Open obahareth opened 6 years ago
The API reference says that requests are limited to one per every 1500 milliseconds. That could be the issue! https://haveibeenpwned.com/API/v2#RateLimiting
Thanks @sathwikmatsa, I've previously tried that as well as waiting for their Retry-After:
value and it didn't work for me. Even if I do get past that, the major issue still remains, I would be checking multiple G Suite directories at a time (e.g. admin of site1.com and site2.com checking multiple emails at the same time), I would need to make sure every single request that's been initiated by a different user waits for both the 1500 millisecond as well as the Retry-After
value of the last request across the application.
I'm interested in looking at this with you. I solved a similar problem with Cisco's api for Webex, though it was a "single user" not multi user like you are describing. Haven't dug into the code yet. Would I need to have a gsuite account to accurately test against? My code for webex is very basic but i can share a gist of that too if it helps for inspiration?
Hey @zpeters, thanks for wanting to help!
So the way the app works at the moment is that it just shows a button to log into G Suite, and you have to be an admin for it to fetch the directory. However if you use IEx, you could directly use the module HasMyGsuiteBeenPwned.HaveIBeenPwned
's check_user_and_sleep
function by passing a GSuite User struct to it, without having to deal with GSuite at all.
If it'd help out, maybe it's time I added unit tests to the code. Also, please do share the gist, it could be very helpful 😄.
@obahareth Cool, i will check this out. Here are the gists for the method i came up with for the Webex api, might be similar to waht we can do here.
get
https://gist.github.com/zpeters/b33fcced8fc666bbf9b6a10d0dc38a59
First i try a get with HTTPoison.get
. I'm blindly assuming on the first get
that a timeout isn't in effect. After that call i send the response to maybe_retry, if try we recursively call back to get to try again, if false we had a successful get so we exit the function
maybe_retry
https://gist.github.com/zpeters/967109e73d0d1f54057baae35a77f5db
At this point we have the response from the original call. There is a field in the header called "REtry-After". We look at this to see how long to wait. In my experience with this api, i needed to add a "fudge factor" to the reported retry after. i believe this was 5 seconds or so. If retry-after wasn't in the header we just return false and continue on our way
This probably not the best approach but it seemed to work for me. I'm going to fork your code and i will work on a pull if i can figure something out as an example.
Cheers
Digging into the code i think the best fix for this might be to make the ex_pwned library handle the retries. I'm going to try to work out a solution and see if the author would be willing to accept a pull request. Otherwise i could publish a "fixed" version
Working on a fix. I have a pull request for ex_pwned
here ( https://github.com/techgaun/ex_pwned/pull/5 )

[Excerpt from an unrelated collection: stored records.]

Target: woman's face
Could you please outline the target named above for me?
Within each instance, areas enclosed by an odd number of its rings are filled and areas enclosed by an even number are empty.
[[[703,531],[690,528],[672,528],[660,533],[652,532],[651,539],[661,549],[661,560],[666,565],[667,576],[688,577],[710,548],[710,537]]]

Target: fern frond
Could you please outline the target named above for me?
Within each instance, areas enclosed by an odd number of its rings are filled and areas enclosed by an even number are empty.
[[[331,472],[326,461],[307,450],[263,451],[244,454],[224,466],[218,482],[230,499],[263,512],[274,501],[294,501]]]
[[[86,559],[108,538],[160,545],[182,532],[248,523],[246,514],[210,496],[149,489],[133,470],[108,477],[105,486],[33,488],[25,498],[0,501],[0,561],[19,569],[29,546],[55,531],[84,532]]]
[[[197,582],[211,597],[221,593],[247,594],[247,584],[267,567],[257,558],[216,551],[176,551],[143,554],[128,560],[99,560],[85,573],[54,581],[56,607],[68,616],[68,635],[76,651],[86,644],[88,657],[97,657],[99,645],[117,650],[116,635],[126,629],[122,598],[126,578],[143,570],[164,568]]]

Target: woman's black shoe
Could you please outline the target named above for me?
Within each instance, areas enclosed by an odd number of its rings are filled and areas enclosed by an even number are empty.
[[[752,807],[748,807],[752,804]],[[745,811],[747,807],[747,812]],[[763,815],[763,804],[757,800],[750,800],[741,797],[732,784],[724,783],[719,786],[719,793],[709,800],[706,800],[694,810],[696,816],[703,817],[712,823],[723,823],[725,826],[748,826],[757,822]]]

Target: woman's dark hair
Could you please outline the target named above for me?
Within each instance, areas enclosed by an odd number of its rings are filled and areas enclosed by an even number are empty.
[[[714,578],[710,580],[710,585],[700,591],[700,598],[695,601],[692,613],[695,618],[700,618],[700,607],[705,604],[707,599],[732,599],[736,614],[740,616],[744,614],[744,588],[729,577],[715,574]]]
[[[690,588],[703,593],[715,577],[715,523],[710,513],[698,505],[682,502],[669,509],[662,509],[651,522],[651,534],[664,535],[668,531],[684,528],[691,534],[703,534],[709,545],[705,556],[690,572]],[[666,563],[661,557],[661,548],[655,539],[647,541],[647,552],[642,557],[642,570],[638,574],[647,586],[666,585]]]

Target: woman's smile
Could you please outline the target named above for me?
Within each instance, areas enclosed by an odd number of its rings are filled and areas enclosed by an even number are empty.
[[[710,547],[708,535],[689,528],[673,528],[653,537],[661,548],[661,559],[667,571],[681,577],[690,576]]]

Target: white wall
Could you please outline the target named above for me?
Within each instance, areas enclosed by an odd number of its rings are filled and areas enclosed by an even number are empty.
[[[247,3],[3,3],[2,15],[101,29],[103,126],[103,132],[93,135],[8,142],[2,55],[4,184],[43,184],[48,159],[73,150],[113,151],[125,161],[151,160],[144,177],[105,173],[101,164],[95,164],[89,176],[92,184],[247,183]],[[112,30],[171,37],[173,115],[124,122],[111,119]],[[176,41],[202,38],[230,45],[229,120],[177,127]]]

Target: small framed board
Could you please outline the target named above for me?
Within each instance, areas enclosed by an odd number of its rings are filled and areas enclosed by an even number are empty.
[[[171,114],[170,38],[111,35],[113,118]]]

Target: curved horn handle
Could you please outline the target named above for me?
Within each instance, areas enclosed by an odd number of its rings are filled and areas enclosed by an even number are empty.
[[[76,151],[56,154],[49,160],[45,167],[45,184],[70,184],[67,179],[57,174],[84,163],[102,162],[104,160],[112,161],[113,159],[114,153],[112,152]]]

With these changes there is literally nothing you have to do additional in your code now. In fact, once this is accepted we can remove all of the "sleep" code
@zpeters Thanks for the awesome work! Having the sleep in ex_pwned
itself does sound like a much better idea. This probably won't work with concurrent requests, right? I was hoping I could at least create a process per G Suite directory I'm checking.
I've gotten some advice to maybe just get an error from ex_pwned and have it return the timeout value. This would put us in a better place for concurrent requests .
New pull request to ex_pwned, when this is accepted we can work on the retry logic. https://github.com/techgaun/ex_pwned/pull/7
I'm going to drop a few PRs for you to look over. I have one for "retry" that you probably will just want to look over. In mix.exs i am referring to the github source for ex_pwned instead of hex until a new hex package gets published. Looking forward to working on more issues with you...
I'll take a look at them tomorrow, thanks again @zpeters!
https://haveibeenpwned.com's rate limits are a major blocker, waiting for them + an added 150ms still doesn't seem to be enough, and there's no simple way to work around them (we'd be asynchronously checking multiple entire G Suite directories, and we'd have to keep a "rate limit state" to make sure we are always using the most recent rate limit). A possible super ugly solution would be to only allow one directory to be checked at at time, therefore we don't have to worry about rate limit state.